The others are too bulky on a yak.


----------



## HardYakker (Feb 7, 2009)

mmmmmmmmmm the scotty baitcaster #280 looks great, just like the other 2. Choices eh?
No closer to a decision yet.
On one hand the learned opinion of a Legendary member "Koich"
or
"Mingle" no doubt a black belt in the art yak fishing.


----------



## seajay69 (Nov 28, 2010)

Just fitted a scotty rodmaster to my quest also bought the extension to lift it a bit higher,i too found the power lock models to be a little bulky.It seems to work fine ,only negative is that it doesn,t lock to the rod but i use a leash anyway.All comes down to personal choice,all the best Carl


----------



## Stevie (Jan 16, 2011)

Ive used Rodmasterfor rear mounted trolling with bigger rods instead of using rocket launchers.


----------



## dru (Dec 13, 2008)

I have both. The baitcaster gets left behind - it's tighter and trickier to get a rod in easily. In terms of the power lock being too big, I use them on a narrow SIK with little trouble.

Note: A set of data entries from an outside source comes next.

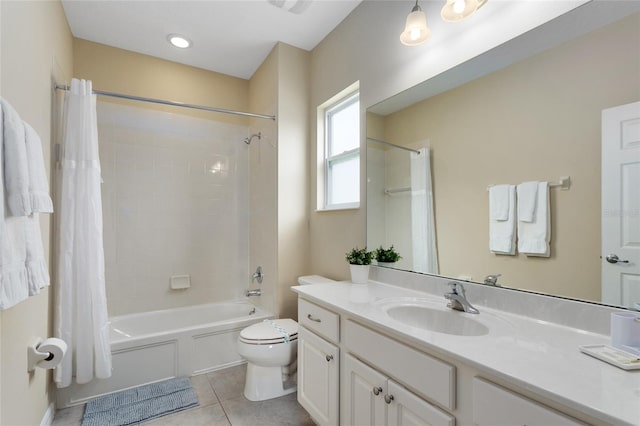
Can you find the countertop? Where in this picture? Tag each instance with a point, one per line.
(536, 355)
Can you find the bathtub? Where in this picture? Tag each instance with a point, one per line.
(152, 346)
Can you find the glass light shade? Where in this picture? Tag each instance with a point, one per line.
(457, 10)
(415, 31)
(179, 41)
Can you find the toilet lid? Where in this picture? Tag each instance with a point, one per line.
(270, 331)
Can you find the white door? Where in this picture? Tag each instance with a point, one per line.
(621, 205)
(362, 402)
(407, 409)
(318, 374)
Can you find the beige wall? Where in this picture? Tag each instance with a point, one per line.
(293, 151)
(278, 177)
(36, 50)
(536, 120)
(263, 176)
(121, 71)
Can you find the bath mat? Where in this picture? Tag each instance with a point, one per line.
(132, 406)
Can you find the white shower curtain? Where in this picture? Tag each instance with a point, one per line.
(81, 307)
(425, 255)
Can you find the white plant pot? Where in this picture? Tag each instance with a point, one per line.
(359, 274)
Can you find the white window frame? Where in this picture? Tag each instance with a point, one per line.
(329, 109)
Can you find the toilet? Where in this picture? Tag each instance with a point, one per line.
(270, 348)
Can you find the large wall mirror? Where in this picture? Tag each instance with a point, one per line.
(536, 119)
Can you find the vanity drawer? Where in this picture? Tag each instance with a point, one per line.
(428, 376)
(318, 319)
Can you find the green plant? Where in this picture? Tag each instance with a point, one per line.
(360, 256)
(389, 255)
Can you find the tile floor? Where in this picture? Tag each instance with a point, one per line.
(221, 404)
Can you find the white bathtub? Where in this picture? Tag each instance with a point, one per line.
(158, 345)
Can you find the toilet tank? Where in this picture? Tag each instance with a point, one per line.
(313, 279)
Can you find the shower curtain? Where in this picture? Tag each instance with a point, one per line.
(80, 307)
(425, 255)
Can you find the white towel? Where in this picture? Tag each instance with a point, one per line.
(16, 171)
(534, 236)
(38, 183)
(502, 233)
(527, 196)
(499, 202)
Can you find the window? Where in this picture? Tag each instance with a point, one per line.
(342, 153)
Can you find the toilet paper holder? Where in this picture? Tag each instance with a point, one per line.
(35, 356)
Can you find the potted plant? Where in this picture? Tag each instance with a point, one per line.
(359, 262)
(385, 257)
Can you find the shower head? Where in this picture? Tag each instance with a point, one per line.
(250, 138)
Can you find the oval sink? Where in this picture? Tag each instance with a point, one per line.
(447, 322)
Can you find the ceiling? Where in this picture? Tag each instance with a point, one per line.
(229, 36)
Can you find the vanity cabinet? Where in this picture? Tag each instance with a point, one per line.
(352, 373)
(372, 398)
(495, 405)
(318, 363)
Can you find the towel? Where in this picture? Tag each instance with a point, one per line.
(502, 233)
(534, 236)
(38, 185)
(499, 202)
(23, 268)
(16, 171)
(527, 196)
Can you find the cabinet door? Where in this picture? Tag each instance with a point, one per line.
(318, 372)
(407, 409)
(362, 396)
(496, 406)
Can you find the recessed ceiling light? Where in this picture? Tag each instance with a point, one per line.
(179, 41)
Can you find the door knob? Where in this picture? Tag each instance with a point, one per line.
(613, 258)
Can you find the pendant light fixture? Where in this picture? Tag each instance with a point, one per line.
(415, 31)
(457, 10)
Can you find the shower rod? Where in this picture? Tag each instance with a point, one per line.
(393, 145)
(174, 103)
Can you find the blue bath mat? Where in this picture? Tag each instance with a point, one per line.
(132, 406)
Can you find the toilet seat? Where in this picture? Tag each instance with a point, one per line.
(270, 332)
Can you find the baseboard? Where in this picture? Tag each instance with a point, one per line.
(47, 419)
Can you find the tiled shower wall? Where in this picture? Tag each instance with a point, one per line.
(175, 202)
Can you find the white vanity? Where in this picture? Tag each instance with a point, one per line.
(379, 354)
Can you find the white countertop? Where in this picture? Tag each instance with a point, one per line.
(536, 355)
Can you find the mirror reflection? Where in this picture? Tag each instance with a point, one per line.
(539, 119)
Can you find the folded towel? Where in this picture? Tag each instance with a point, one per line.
(527, 195)
(38, 183)
(16, 171)
(534, 236)
(499, 202)
(502, 233)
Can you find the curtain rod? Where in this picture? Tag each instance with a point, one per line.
(393, 145)
(174, 103)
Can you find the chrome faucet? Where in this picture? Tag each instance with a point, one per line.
(458, 300)
(492, 280)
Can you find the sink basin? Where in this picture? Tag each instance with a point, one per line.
(420, 315)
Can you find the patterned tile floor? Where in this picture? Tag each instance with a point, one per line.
(221, 404)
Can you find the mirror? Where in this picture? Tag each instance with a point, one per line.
(538, 119)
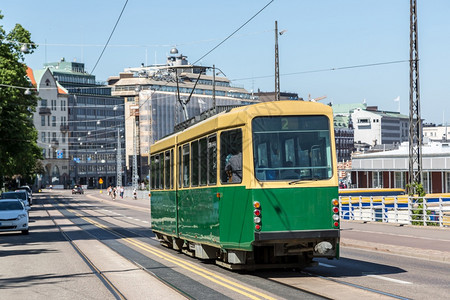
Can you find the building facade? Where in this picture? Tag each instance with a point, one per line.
(436, 133)
(158, 97)
(51, 122)
(389, 169)
(95, 127)
(374, 127)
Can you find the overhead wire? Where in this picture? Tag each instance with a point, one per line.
(229, 36)
(328, 69)
(112, 32)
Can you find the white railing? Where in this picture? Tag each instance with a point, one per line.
(425, 211)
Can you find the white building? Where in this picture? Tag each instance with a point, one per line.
(374, 127)
(436, 133)
(152, 95)
(50, 120)
(389, 169)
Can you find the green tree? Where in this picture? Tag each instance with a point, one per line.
(18, 148)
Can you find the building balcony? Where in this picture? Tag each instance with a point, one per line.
(45, 111)
(64, 128)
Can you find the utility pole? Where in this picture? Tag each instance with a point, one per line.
(214, 87)
(135, 151)
(277, 66)
(119, 160)
(415, 122)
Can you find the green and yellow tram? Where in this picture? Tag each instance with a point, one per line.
(250, 187)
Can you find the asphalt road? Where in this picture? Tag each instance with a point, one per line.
(91, 247)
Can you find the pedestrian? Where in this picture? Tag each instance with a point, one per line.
(121, 190)
(114, 193)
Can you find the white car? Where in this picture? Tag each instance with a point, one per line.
(13, 215)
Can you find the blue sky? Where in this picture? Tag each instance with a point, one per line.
(321, 35)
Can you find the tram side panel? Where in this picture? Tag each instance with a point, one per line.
(164, 212)
(236, 218)
(199, 215)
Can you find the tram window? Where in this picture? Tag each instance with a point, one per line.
(294, 147)
(180, 175)
(231, 156)
(195, 163)
(186, 165)
(203, 161)
(212, 159)
(167, 170)
(171, 169)
(157, 171)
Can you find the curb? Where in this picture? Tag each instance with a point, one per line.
(433, 255)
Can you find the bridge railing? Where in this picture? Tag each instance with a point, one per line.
(403, 209)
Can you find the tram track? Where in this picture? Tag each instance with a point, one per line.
(115, 291)
(209, 276)
(311, 284)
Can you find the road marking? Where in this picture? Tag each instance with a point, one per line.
(326, 265)
(389, 279)
(402, 235)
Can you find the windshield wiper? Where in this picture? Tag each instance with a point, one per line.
(301, 180)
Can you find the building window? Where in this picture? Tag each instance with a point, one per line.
(398, 180)
(377, 179)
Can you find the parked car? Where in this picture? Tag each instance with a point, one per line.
(20, 194)
(26, 187)
(13, 216)
(77, 190)
(29, 192)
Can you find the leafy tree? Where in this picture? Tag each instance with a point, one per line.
(18, 148)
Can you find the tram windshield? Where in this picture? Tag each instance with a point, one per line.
(292, 148)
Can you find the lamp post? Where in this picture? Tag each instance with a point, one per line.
(277, 63)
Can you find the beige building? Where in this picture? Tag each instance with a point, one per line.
(153, 97)
(51, 122)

Also think about getting the 6" extension piece - just lifts things off the deck a bit.

I love the Scotty kit, it's all good.


----------



## HardYakker (Feb 7, 2009)

Thanks heaps for all the good advice fellas  
Being able to post a question up on the site and getting a great range of points of view makes my choice so much easier.

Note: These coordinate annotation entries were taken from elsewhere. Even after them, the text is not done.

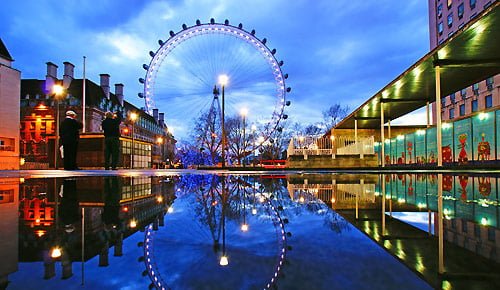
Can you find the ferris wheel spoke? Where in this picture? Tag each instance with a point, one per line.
(194, 58)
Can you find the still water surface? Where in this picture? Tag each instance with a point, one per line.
(291, 231)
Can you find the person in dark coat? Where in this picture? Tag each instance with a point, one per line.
(69, 134)
(111, 127)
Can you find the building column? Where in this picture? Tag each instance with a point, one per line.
(438, 116)
(428, 114)
(382, 139)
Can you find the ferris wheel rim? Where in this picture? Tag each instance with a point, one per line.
(219, 28)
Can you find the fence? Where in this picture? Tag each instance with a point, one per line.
(342, 145)
(473, 139)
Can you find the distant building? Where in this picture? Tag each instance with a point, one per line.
(9, 111)
(38, 121)
(446, 17)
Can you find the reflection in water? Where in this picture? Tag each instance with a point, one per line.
(63, 221)
(251, 231)
(466, 242)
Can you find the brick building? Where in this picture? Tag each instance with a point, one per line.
(38, 122)
(9, 91)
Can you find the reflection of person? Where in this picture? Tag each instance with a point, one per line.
(111, 127)
(112, 196)
(69, 208)
(69, 134)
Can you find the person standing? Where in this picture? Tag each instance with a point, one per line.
(111, 127)
(69, 134)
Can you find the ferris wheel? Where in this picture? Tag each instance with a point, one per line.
(185, 70)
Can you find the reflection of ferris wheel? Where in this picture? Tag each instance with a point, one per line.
(181, 75)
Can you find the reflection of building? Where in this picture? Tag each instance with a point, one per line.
(9, 192)
(110, 203)
(38, 110)
(9, 111)
(342, 192)
(445, 19)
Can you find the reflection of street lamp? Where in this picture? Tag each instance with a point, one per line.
(223, 80)
(58, 91)
(159, 140)
(244, 113)
(244, 226)
(223, 259)
(133, 118)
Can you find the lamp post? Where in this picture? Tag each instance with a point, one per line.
(159, 140)
(133, 118)
(244, 113)
(58, 91)
(223, 80)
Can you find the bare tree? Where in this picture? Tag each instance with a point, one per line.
(334, 114)
(206, 134)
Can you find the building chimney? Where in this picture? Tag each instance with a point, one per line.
(119, 93)
(155, 115)
(68, 76)
(51, 77)
(105, 84)
(162, 118)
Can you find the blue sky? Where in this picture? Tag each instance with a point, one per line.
(334, 51)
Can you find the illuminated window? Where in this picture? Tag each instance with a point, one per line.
(463, 92)
(462, 110)
(489, 83)
(475, 88)
(474, 106)
(460, 10)
(452, 98)
(488, 101)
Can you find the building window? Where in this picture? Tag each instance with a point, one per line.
(462, 110)
(463, 93)
(475, 88)
(488, 101)
(460, 10)
(452, 98)
(489, 83)
(474, 106)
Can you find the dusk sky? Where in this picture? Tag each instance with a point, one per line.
(334, 51)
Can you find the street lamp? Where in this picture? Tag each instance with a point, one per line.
(223, 80)
(244, 112)
(159, 140)
(133, 117)
(58, 91)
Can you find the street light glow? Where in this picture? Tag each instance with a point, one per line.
(56, 252)
(57, 90)
(223, 261)
(223, 80)
(133, 116)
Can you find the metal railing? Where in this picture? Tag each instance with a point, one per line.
(343, 145)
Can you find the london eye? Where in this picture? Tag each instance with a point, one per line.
(183, 79)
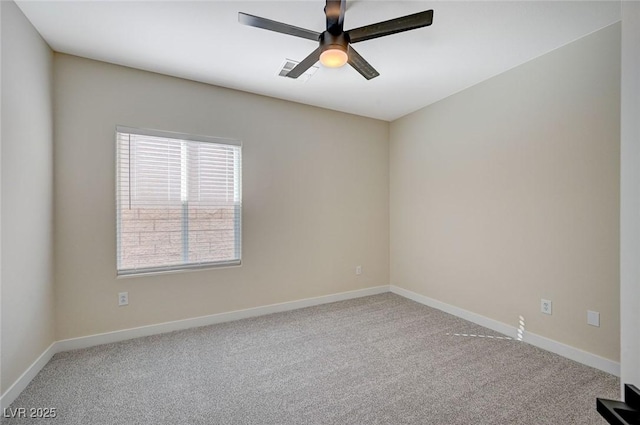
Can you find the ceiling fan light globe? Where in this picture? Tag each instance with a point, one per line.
(333, 58)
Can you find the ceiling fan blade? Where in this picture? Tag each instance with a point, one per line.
(362, 66)
(393, 26)
(335, 15)
(268, 24)
(306, 63)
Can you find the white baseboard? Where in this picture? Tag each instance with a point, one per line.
(21, 383)
(92, 340)
(547, 344)
(125, 334)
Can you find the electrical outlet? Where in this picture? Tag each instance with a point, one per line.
(545, 306)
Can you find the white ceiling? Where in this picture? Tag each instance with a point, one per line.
(468, 42)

Oh yea, I'm gonna go the Powerlock with a extension from Hooked1. Sweet!


----------



## eagle4031 (Jan 29, 2010)

i have been contempalting the triple scotty rod holders but i am having trouble justifying $250 plus
are the single holders reasonably cheap --- and where to get ---- in SA


----------



## HardYakker (Feb 7, 2009)

eagle4031 said:


> i have been contempalting the triple scotty rod holders but i am having trouble justifying $250 plus
> are the single holders reasonably cheap --- and where to get ---- in SA


Heya eagle4031, like I said above I'm gonna buy my rod holders from the Hooked1 website in the USA, a lot of AKFF's seem to purchase stuff off that site and the Scotty single rod holders are approx $20.00 and my local store price is $80.00!

Last time I checked the Aussie dollar is buying US $1.07.


----------



## eagle4031 (Jan 29, 2010)

yeah - i have jsut been looking at that site -------------thanks

and a lot of guys like you recommend them - the price difference is huge - have to go that way - even thougn i prefer buying local
i guess i will support my local re fishing gear


----------